The select committee heard submissions from agriculture sector submitters yesterday. They were largely variations on this theme:
Climate change is not the only challenge the world faces. Feeding a growing global population is essential too. New Zealand's pastoral farming model produces food efficiently, with a low carbon hoof-print (or emissions per kilogram of meat or milk solids), so it would be an environmental own goal to discourage production here. It would only increase production, with higher emissions, somewhere else.
No other country is planning to impose a carbon price on its farmers. Australia is thinking about it but won't decide until 2013 - if its scheme ever gets out of the Senate. Denmark did but quickly changed its mind.
At this stage there is nothing New Zealand farmers could do in response to a price on emissions except produce less or pay what would amount to a tax.
But submitters differed in the conclusions they drew from this common analysis.
Federated Farmers argued the ETS should be scrapped. It would only deepen an already severe recession, Mr Nicolson said.
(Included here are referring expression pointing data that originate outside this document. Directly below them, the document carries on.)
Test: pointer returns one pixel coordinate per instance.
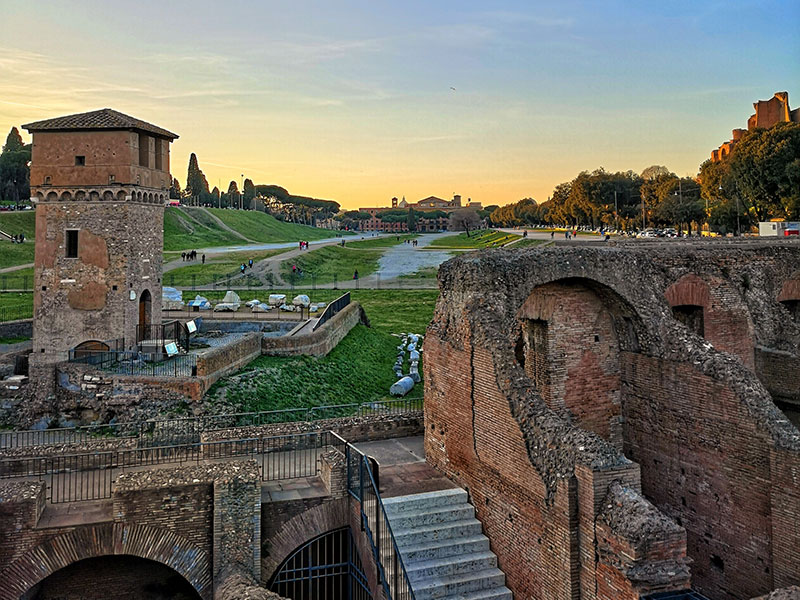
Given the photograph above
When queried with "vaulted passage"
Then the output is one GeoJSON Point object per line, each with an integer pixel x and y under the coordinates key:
{"type": "Point", "coordinates": [325, 568]}
{"type": "Point", "coordinates": [117, 577]}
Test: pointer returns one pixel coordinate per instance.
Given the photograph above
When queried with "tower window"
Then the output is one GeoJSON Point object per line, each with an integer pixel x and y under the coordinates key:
{"type": "Point", "coordinates": [72, 243]}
Better alternatives would be for the Government to lease land and pay people to plant trees on it, or introduce a low carbon tax, or even walk away from the country's commitment under the Kyoto Protocol altogether, like the Canadians.
If the ETS does proceed, agricultural methane and nitrous oxide emissions should not be included in the ETS until New Zealand's major trading partners and competitors act to reduce such emissions and there are mitigation measures that are economically sustainable for farmers to implement, Federated Farmers submitted.
Fonterra, by contrast, does not call for scrapping the scheme or for exempting agriculture from it. Chief executive Andrew Ferrier called instead for an intensity-based approach, instead of the current absolute cap which from 2013 would make farmers liable for any increase in emissions above 90 per cent of 2005 levels.
An intensity approach would set a benchmark of best practice in terms of emissions per unit produced, say per kilogram of milk solids, and only impose a financial cost on farmers to the extent they fall short of that level. Such an approach would not penalise them so long as they remained the most efficient around or deter them from increasing production.
"This is what New Zealand is best at. Other countries subsidise their agriculture. We are potentially doing the reverse," Mr Ferrier said.
Putting unnecessary pressure on the dairy industry's profitability would leave it less able and willing to invest in the research needed to reduce agricultural emissions, he said.
Mark Leslie, chairman of the Pastoral Greenhouse Gas Research Consortium, briefed the select committee on progress scientists are making on various approaches to reducing agricultural emissions - through selective breeding, changes to the composition of pasture and mapping the genomics of key micro-organisms in the stomach of farm animals, among other things.
But while New Zealand remained at the forefront of such research internationally and progress had been made, commercially viable solutions were uncertain and at best years away.